The rows of $A_{M\times K}$ correspond to the different discrete sampling times. The columns of $A_{M\times K}$ express the weighted relationship of different targets and the antenna at the same time. The changes of added Doppler phase in different cross-range angles are shown in the measurement matrix. $a_{n_b}$ in $A_{M\times K}$ is the antenna pattern weighted coefficient, and $N_b={\theta }_b/\phantom{{\theta }_b\left(\omega ·PRI\right)}\left(\omega ·PRI\right)$ is the sampling number of one beamwidth, where ${\theta }_b$ is the beamwidth and $PRI$ is the pulse recurrence interval. For the entire imaging region, the relationship of the column and row of $A_{M\times K}$ is:

$$M=K+N_b-1.$$

(8)

As shown by the model can be represented by Equation (7), in addition to the Doppler history, the antenna pattern is also considered in forward-looking radar imaging. Different from the SAR imaging, the antenna pattern plays the key role to reconstruct the target distribution, and the Doppler term just makes the signal model more accurate when compared with the conventional convolution model [13,14,16]. Although the resolution of the superresolution method for forward-looking imaging will be lower than the SAR technique for side-looking imaging, the superresolution method is an effective way to improve the resolution of forward-looking imaging.

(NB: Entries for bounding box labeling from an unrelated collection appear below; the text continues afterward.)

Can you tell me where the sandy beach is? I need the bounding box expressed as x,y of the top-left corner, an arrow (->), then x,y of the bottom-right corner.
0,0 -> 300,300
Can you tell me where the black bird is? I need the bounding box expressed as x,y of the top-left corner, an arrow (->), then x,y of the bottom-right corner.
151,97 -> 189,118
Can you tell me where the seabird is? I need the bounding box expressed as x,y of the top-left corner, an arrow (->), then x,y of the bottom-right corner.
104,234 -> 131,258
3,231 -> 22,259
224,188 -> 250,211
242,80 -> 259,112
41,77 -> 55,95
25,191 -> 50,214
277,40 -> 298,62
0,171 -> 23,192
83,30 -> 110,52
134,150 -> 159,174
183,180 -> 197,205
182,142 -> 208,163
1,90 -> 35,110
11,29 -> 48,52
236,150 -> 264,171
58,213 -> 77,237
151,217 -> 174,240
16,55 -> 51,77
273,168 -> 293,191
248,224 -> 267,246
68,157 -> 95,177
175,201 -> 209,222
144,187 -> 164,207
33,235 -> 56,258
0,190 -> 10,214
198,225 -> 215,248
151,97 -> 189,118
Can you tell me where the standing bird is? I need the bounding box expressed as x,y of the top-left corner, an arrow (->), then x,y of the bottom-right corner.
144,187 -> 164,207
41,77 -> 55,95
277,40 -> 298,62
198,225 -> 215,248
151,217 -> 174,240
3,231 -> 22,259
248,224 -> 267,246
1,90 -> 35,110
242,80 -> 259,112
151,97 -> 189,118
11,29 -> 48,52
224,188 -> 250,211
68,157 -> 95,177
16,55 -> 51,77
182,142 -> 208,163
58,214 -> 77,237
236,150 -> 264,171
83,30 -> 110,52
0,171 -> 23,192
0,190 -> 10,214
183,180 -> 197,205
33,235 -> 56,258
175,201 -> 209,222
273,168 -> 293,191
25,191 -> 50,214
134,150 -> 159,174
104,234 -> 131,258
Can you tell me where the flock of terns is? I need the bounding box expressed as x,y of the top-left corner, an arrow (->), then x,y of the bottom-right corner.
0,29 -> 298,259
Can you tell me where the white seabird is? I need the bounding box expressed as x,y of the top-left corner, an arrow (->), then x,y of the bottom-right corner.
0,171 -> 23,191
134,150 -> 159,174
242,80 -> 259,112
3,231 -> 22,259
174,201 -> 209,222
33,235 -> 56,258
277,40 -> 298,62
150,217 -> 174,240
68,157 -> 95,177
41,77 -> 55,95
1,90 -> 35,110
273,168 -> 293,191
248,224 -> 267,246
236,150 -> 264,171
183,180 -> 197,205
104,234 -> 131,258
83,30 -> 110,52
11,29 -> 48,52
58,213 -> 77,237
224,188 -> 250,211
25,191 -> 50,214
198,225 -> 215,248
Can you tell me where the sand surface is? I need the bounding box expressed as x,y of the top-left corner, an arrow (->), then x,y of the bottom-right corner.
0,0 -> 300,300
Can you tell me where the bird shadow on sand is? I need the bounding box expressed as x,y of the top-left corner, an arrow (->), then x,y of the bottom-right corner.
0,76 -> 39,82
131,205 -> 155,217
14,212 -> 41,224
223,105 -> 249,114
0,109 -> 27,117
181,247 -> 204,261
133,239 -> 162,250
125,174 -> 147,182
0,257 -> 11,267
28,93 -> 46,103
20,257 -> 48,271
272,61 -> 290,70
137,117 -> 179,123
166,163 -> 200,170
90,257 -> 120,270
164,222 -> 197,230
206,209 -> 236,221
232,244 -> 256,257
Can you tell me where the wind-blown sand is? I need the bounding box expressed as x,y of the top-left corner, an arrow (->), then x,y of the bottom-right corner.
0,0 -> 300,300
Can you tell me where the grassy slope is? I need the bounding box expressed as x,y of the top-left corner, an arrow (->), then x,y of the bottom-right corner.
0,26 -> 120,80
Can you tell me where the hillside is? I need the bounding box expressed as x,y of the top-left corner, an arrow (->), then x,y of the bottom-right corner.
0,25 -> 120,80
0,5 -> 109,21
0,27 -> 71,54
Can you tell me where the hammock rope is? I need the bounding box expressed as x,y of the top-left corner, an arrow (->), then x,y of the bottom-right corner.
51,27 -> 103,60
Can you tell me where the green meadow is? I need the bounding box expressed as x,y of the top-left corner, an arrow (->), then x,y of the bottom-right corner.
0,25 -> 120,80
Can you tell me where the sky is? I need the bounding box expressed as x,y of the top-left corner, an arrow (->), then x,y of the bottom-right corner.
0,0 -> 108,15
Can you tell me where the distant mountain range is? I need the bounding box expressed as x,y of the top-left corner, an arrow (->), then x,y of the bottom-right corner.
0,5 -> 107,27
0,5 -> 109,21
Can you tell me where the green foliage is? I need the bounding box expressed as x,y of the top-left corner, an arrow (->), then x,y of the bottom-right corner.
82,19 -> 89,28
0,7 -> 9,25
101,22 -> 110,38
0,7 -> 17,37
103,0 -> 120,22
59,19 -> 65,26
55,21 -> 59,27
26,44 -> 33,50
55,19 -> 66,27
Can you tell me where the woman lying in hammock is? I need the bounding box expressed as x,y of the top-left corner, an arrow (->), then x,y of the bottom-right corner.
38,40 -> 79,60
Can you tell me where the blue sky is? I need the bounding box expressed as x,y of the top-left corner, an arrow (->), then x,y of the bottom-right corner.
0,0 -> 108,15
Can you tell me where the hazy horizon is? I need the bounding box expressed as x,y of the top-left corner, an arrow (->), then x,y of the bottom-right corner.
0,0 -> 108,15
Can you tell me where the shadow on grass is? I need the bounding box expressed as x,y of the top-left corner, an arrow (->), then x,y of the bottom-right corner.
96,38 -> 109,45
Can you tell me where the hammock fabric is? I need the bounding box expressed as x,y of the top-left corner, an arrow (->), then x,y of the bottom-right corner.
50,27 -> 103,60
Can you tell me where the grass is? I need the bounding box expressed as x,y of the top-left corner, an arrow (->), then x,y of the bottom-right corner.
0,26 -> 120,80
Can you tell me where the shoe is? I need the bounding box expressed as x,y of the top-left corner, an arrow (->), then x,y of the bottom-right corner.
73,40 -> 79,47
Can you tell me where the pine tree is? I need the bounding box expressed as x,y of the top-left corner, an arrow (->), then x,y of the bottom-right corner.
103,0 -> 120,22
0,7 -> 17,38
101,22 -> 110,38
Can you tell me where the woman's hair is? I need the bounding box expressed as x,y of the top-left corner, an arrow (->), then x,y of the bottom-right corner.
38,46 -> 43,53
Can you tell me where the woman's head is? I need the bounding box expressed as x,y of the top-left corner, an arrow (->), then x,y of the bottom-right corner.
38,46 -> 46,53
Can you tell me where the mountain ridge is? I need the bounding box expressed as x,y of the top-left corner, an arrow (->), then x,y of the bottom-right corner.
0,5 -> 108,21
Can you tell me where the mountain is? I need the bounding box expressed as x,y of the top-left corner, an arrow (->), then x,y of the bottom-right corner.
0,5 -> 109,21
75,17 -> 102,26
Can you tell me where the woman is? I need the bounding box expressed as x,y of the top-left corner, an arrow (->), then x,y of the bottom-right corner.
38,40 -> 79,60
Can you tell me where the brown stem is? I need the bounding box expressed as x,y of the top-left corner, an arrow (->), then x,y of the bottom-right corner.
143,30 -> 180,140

3. Sparse Bayesian Algorithm for High Cross-Range Resolution

In this section, we employ a Bayesian estimator to reconstruct the original image domain.

3.1. Sparse Bayesian Superresolution Algorithm

The maximum a posteriori (MAP) estimation can be considered as a Bayesian version of maximum likelihood (ML) estimation, with prior information of the target included. The basic form of the MAP estimator is:

$$\begin{array}{c}\hfill \widehat{\mathbf{x}}=arg\underset{\mathbf{x}}{max}p\left(\mathbf{x}|\mathbf{g}\right)=arg\underset{\mathbf{x}}{max}\left[p\left(\mathbf{g}|\mathbf{x}\right)p\left(\mathbf{x}\right)\right]\end{array}$$

(9)

where $p\left(·\right)$ represents the probability density function, $p\left(\mathbf{x}|\mathbf{g}\right)$ is the a posteriori probability density function, $p\left(\mathbf{g}|\mathbf{x}\right)$ is the likelihood probability density function (which is determined by the statistical properties of noise), and $p\left(\mathbf{x}\right)$ is the prior information of the target scattering coefficient. The MAP estimator is equivalent to the ML estimator when there is no prior information about the target distribution.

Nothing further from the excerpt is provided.